#DailyDevotion The Christian Life Is Emulating The Life Of The Trinity
Ephesians 4:1–6 So I, a prisoner in the Lord, urge you to live as people whom God has called should live. 2 Be humble and gentle in every way, be patient, and lovingly bear with one another. 3 Do your best to keep the oneness of the Spirit by living together in peace: 4one body and one Spirit – even as you have been called to share one hope – 5one Lord, one faith, one baptism, 6one God and Father of all, Who rules over us all, works through us all, and lives in us all.
For three chapters Paul has been telling us all the good things God the Father has done for us in Christ Jesus. How he chose us before the world began to be his children. The Father out of his grace for us in Christ Jesus justified us, declared us righteous on account of Jesus’ work and how we received this through faith. The Father grants us access to the throne of his grace and bestows upon us great spiritual things even without us asking for we don’t even know what we should ask for. Now Paul begins to tell what sort of lives we should live if we believe all this this true and by the power of the Good News of Jesus Christ, we will begin to live our lives like this.

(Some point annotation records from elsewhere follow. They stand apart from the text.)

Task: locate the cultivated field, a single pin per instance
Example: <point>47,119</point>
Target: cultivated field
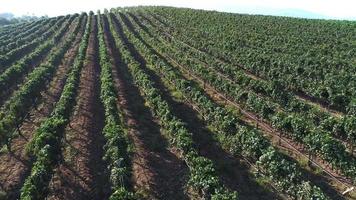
<point>172,103</point>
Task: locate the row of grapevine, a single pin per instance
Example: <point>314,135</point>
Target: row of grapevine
<point>16,29</point>
<point>116,148</point>
<point>203,176</point>
<point>18,52</point>
<point>16,108</point>
<point>29,36</point>
<point>13,39</point>
<point>293,125</point>
<point>45,145</point>
<point>13,74</point>
<point>300,68</point>
<point>235,137</point>
<point>271,90</point>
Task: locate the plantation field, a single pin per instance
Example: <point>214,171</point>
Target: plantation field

The first way we should live as people whom God has called is being humble and gentle in every way. This is not the way of the world. The way of the world is power, force, and look at me, see how great I am and what I have done. But what does Jesus say in Mark 10? 43”But among you it’s different. Anyone who wants to become great among you will have to serve you, 44and anyone who wants to be first among you will have to be everyone’s slave. 45Why, even the Son of Man didn’t come to be served but to serve and give His life as a ransom for many people.” Such is the way for God’s people to emulate Jesus in his humility. We are called to put others needs first. We follow Christ and are considered great by serving one another.
As disciples of Christ, who believe the Good News, we are called to be patient and lovingly bear with one another. Actually the force of that ‘lovingly’ and ‘one another’ covers the two pairs of words: humble and gentle, patient and bearing. It is we do these four things ‘in love’ i.e. ‘in Jesus’ (cf. Chapter 1 opening statements ‘in love’). I really prefer “put up with” rather than “bear with” probably because when I don’t want to, when I need to be reminded it, I am not ‘feeling love’ at the moment, but I am recalled to do that ‘in love’ i.e. ‘in Christ’ for the other. Note while it is great if we can extend this to the general population, Paul is particularly talking about being this way with our Christian population, the people in our congregation. Jesus’ commandment to his disciples is to love one another as he has loved us. His commandment to the world is love your neighbor as yourself.
We are called to keep the oneness of the Spirit by living together in peace. Paul then shows the oneness of the Christian and divine life. There is oneness in the life of the Trinity. We have been called live out that oneness, as the image of God, in our Christian lives with one another. The oneness of the body, Spirit, hope, Lord, faith, baptism, God and Father, (did you see the Trinitarian reference there Spirit, Lord, Father?) pours forth in our life as the Church and members of that same. The economy of the Trinity and the Church are mirrored as one flows into the other.
Heavenly Father, as you have called us as one Church in the image of the Trinity, give us your Spirit that we may demonstrate your oneness and love in our lives. In Jesus’ name we pray. Amen.